In August 1905, it was part of what was then Akola District and was transferred to Buldhana district along with Khamgaon tehsil. The municipality of Jalgaon was established in 1931.

==Geography==
The town is situated at the base of the Satpura Range, about 10 km from Satpuda. Purna is the largest river in the tehsil which is also the largest in the district. Rajura and Gorada are famous natural dams in the Satpuda Ranges. They are enriched with the green beauty of Satpuda rows.

Borders:
- In the east is Sangrampur tehsil.
- In the west is Muktainagar Tehsil in Jalgaon Khandesh District.
- In the north is Burhanpur District, State of Madhya Pradesh.
- In the south is Nandura tehsil.

=== Satpuda Range ===
In Satpuda Range, the way consists of 3 famous points called 1st mori, 2nd mori, and the last one 3rd mori. The third mori is Aam-Paanee, where there are two beautiful falls (origin of a river) and one wall we called "Satpudaa wall". This town has a dam called Godada Dam, having a beautiful overflow called Dudh ganga. In the Satpuda Range you can see beautiful places with falls, scenes and nature: Amba barwa, Mageri Mahadeo (cave), Jatashankar (fall), Umbardev (Amarnaath), Jamupaanee (fall), Badalkhora (medicine plants and fall), Devdhree (nature), Wari Hanumaan (Shree Hanumaanji Temple, Hanuman Sagar Dam), Kakanwada (trymbak), Treeveni (confluence of three rivers), and Mahilgad (mailgad). These are the places having their own identity, and all come within a range of 40 km from "Satpudaa Nagree Jalgaon Jamod". Nature helping in growing the beauty of the town. One of the best nature sites for photos. Seeing the complete site should take almost 4–5 days.

==Transport==
- National Highway 161H (India) From Nandura at terminating National Highway 161G (India)
- National Highway 161G (India) From Patur - Balapur – Shegaon – Sangrampur – Jalgaon Jamod – Khaknar of M.P.
- Khandvi – Muktainagar road going via Kurha. State Highway 195 connects Jalgaon Jamod
- MH SH 24 via Sangrampur – Telhara
- Nandura on Bhusawal – Badnera section of Bhusawal Division of Central Railway is a nearby railway station.
- Aurangabad Airport is a nearest domestic airport at distance 223 K.M. Dr. Babasaheb Ambedkar International Airport, Nagpur it is nearest international airport at distance 327 K.M.

== Literature ==
Jalgaon (Jamod) has a brilliant legacy of literature especially in Marathi Language. The Great Writer and Advocate Shri. Shripad Krushna Kolhatkar had started his law practice in Jalgaon (Jamod). Kolhatkar was a pioneer in the field of humour as well as literary criticism in Marathi. He is a writer of the famous Maharashtra Geet Bahu Asot Sundar Sampanna Ki Maha. He presided over Marathi Sahitya Sammelan held in Pune in 1913.

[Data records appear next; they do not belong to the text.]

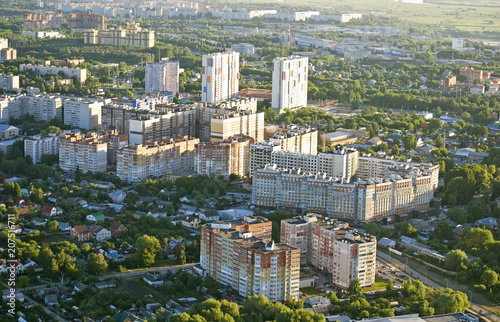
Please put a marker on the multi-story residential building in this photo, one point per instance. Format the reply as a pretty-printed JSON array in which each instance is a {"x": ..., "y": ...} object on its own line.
[
  {"x": 87, "y": 20},
  {"x": 9, "y": 82},
  {"x": 85, "y": 152},
  {"x": 220, "y": 76},
  {"x": 323, "y": 243},
  {"x": 230, "y": 156},
  {"x": 80, "y": 73},
  {"x": 246, "y": 107},
  {"x": 162, "y": 77},
  {"x": 115, "y": 141},
  {"x": 174, "y": 121},
  {"x": 363, "y": 200},
  {"x": 260, "y": 154},
  {"x": 354, "y": 257},
  {"x": 297, "y": 139},
  {"x": 132, "y": 35},
  {"x": 137, "y": 162},
  {"x": 83, "y": 114},
  {"x": 244, "y": 49},
  {"x": 289, "y": 83},
  {"x": 240, "y": 254},
  {"x": 339, "y": 163},
  {"x": 36, "y": 146},
  {"x": 41, "y": 21}
]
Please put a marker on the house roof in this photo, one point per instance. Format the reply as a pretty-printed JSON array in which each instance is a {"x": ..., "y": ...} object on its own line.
[{"x": 47, "y": 209}]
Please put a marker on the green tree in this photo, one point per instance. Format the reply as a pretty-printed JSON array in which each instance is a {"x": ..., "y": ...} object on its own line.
[
  {"x": 97, "y": 264},
  {"x": 454, "y": 259},
  {"x": 147, "y": 249}
]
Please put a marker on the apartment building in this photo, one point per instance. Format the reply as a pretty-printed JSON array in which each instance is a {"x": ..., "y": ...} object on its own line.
[
  {"x": 9, "y": 82},
  {"x": 37, "y": 145},
  {"x": 174, "y": 121},
  {"x": 80, "y": 73},
  {"x": 85, "y": 152},
  {"x": 323, "y": 243},
  {"x": 289, "y": 83},
  {"x": 220, "y": 74},
  {"x": 240, "y": 254},
  {"x": 41, "y": 21},
  {"x": 87, "y": 20},
  {"x": 297, "y": 139},
  {"x": 82, "y": 114},
  {"x": 339, "y": 163},
  {"x": 162, "y": 77},
  {"x": 260, "y": 154},
  {"x": 225, "y": 157},
  {"x": 354, "y": 257},
  {"x": 362, "y": 200},
  {"x": 232, "y": 108},
  {"x": 137, "y": 162},
  {"x": 132, "y": 35}
]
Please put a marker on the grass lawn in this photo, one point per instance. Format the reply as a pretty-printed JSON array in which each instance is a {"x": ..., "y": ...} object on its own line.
[
  {"x": 312, "y": 292},
  {"x": 379, "y": 284}
]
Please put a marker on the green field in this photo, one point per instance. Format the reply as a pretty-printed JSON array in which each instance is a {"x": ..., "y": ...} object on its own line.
[{"x": 464, "y": 15}]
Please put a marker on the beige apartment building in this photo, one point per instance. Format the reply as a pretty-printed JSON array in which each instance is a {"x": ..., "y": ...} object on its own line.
[
  {"x": 241, "y": 254},
  {"x": 321, "y": 241},
  {"x": 225, "y": 157},
  {"x": 85, "y": 152},
  {"x": 138, "y": 162},
  {"x": 132, "y": 35}
]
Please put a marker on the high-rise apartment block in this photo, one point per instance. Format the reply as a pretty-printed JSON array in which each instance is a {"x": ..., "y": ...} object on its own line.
[
  {"x": 137, "y": 162},
  {"x": 339, "y": 163},
  {"x": 240, "y": 254},
  {"x": 83, "y": 114},
  {"x": 80, "y": 73},
  {"x": 323, "y": 243},
  {"x": 132, "y": 35},
  {"x": 297, "y": 139},
  {"x": 402, "y": 190},
  {"x": 174, "y": 122},
  {"x": 9, "y": 82},
  {"x": 87, "y": 20},
  {"x": 162, "y": 77},
  {"x": 85, "y": 152},
  {"x": 289, "y": 83},
  {"x": 220, "y": 76},
  {"x": 37, "y": 145},
  {"x": 41, "y": 21},
  {"x": 231, "y": 156}
]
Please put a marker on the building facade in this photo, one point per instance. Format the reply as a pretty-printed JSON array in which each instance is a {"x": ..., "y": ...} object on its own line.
[
  {"x": 162, "y": 77},
  {"x": 83, "y": 114},
  {"x": 36, "y": 146},
  {"x": 87, "y": 20},
  {"x": 230, "y": 156},
  {"x": 332, "y": 246},
  {"x": 41, "y": 21},
  {"x": 138, "y": 162},
  {"x": 80, "y": 73},
  {"x": 363, "y": 200},
  {"x": 240, "y": 254},
  {"x": 289, "y": 83},
  {"x": 220, "y": 74},
  {"x": 132, "y": 35},
  {"x": 85, "y": 152}
]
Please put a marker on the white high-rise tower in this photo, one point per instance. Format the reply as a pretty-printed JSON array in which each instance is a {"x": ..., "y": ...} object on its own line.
[
  {"x": 220, "y": 76},
  {"x": 289, "y": 82}
]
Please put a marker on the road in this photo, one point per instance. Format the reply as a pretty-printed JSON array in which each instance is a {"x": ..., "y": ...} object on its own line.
[
  {"x": 142, "y": 272},
  {"x": 488, "y": 315}
]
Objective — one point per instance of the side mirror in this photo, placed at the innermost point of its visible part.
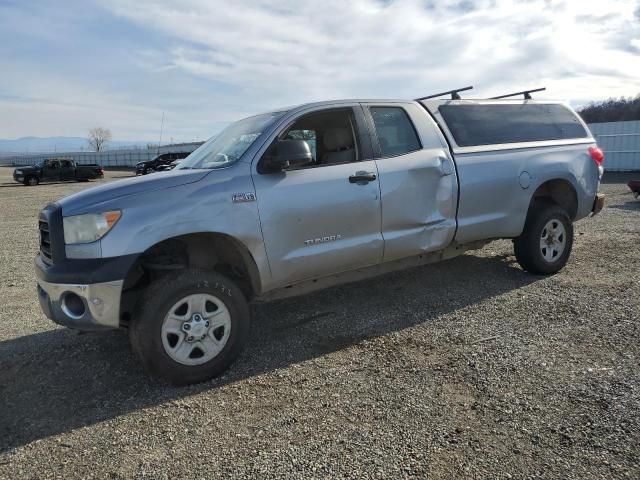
(287, 154)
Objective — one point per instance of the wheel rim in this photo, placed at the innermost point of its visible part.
(196, 329)
(553, 240)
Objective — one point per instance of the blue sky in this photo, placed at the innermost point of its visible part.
(70, 65)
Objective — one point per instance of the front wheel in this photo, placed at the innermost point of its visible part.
(545, 244)
(190, 326)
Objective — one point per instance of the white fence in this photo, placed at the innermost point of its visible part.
(620, 142)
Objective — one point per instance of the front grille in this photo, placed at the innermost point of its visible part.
(45, 242)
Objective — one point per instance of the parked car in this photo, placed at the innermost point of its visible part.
(157, 164)
(57, 170)
(256, 213)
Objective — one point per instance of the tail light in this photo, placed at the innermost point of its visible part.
(597, 155)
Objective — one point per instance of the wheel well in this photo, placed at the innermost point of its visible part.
(206, 251)
(560, 192)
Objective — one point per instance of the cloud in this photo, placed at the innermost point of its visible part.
(208, 62)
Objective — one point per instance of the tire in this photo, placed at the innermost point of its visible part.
(544, 246)
(181, 294)
(31, 181)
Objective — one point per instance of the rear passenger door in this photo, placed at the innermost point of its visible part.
(418, 183)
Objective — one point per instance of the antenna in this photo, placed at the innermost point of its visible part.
(454, 94)
(526, 93)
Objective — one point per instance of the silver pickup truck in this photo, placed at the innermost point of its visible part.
(303, 198)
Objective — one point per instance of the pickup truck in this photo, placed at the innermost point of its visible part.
(57, 170)
(298, 199)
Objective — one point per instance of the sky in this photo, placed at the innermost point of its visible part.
(67, 66)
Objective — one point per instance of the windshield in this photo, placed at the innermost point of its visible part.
(229, 145)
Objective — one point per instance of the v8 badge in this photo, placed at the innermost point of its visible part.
(244, 197)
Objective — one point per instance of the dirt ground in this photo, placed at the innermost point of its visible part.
(470, 368)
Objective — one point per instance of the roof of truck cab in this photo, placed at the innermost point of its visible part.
(431, 103)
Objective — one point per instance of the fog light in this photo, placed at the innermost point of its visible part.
(72, 305)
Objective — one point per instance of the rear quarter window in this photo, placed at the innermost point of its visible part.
(473, 125)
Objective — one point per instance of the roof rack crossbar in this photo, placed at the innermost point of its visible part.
(526, 93)
(454, 94)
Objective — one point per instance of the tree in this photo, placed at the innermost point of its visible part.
(98, 136)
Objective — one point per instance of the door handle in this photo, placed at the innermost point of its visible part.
(362, 177)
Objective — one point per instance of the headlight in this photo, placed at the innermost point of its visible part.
(89, 227)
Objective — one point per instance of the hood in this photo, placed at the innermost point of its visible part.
(82, 202)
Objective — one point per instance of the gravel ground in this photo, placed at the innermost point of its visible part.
(467, 368)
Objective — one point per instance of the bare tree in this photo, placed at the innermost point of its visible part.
(98, 136)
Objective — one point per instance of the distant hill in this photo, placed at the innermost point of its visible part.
(60, 144)
(612, 110)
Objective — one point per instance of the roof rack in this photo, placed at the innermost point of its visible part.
(526, 93)
(454, 94)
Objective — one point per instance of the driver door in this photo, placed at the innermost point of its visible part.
(318, 220)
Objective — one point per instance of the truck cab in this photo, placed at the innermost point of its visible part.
(289, 201)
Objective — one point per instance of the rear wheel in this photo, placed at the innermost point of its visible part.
(190, 326)
(545, 244)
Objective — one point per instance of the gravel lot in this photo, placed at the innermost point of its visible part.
(467, 368)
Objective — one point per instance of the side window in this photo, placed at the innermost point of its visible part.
(396, 134)
(330, 134)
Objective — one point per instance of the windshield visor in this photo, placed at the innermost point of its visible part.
(229, 145)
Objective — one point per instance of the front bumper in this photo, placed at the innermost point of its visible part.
(82, 307)
(598, 203)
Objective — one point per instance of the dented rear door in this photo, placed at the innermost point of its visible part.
(418, 184)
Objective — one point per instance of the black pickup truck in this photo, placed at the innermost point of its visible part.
(57, 170)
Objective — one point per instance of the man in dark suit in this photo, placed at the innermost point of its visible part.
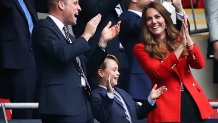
(139, 83)
(107, 9)
(61, 63)
(17, 64)
(114, 105)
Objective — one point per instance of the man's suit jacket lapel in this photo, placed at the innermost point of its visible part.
(55, 27)
(30, 7)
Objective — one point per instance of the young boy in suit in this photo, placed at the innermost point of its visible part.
(113, 105)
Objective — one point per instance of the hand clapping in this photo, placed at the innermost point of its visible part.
(156, 93)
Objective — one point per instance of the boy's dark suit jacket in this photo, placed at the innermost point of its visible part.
(108, 110)
(61, 91)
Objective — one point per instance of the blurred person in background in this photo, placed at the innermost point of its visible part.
(61, 62)
(17, 64)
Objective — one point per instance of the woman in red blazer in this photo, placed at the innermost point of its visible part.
(167, 60)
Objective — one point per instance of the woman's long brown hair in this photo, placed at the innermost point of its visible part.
(152, 46)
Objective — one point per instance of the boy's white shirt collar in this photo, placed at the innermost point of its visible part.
(58, 23)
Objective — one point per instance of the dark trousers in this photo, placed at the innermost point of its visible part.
(19, 85)
(64, 119)
(189, 109)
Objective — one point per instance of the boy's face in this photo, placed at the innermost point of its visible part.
(112, 71)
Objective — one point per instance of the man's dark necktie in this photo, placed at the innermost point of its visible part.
(78, 62)
(119, 98)
(67, 35)
(27, 15)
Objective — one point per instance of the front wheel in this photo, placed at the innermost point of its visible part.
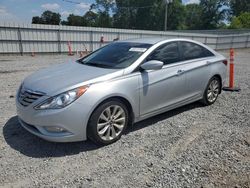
(212, 91)
(108, 122)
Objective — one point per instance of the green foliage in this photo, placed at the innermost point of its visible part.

Later, Prof. Dinkar Vi. Joshi Alias Shri. Di. Vi. Joshi had continued kolhatkar's legacy of writing. He had played a prominent role in establishment of the 1st College in City named as "Shripad Krushna Kolhatkar Mahavidyalaya, Jalgaon (Jamod)". He had written and published over 100 Katha, 25 Laghukatha, 50 Poems, 40 Lalitbandhas through different magazines.

==Politics==
- Sanjay Shriram Kute of BJP is the Member of Vidhan Sabha (4th Term). He is also district president for BJP.

== Places of interest ==
- Dhanora (Mahasiddha) :There is an ancient temple and Samadhi of Shri Mahasidham Maharaj in one of the 84 SIDDHA in Dhanora Nagari, which is situated in the holy city of Satpura, situated about 06 km away from Jalgaon Jamod. This eight-day fair is the second largest in Buldhana district.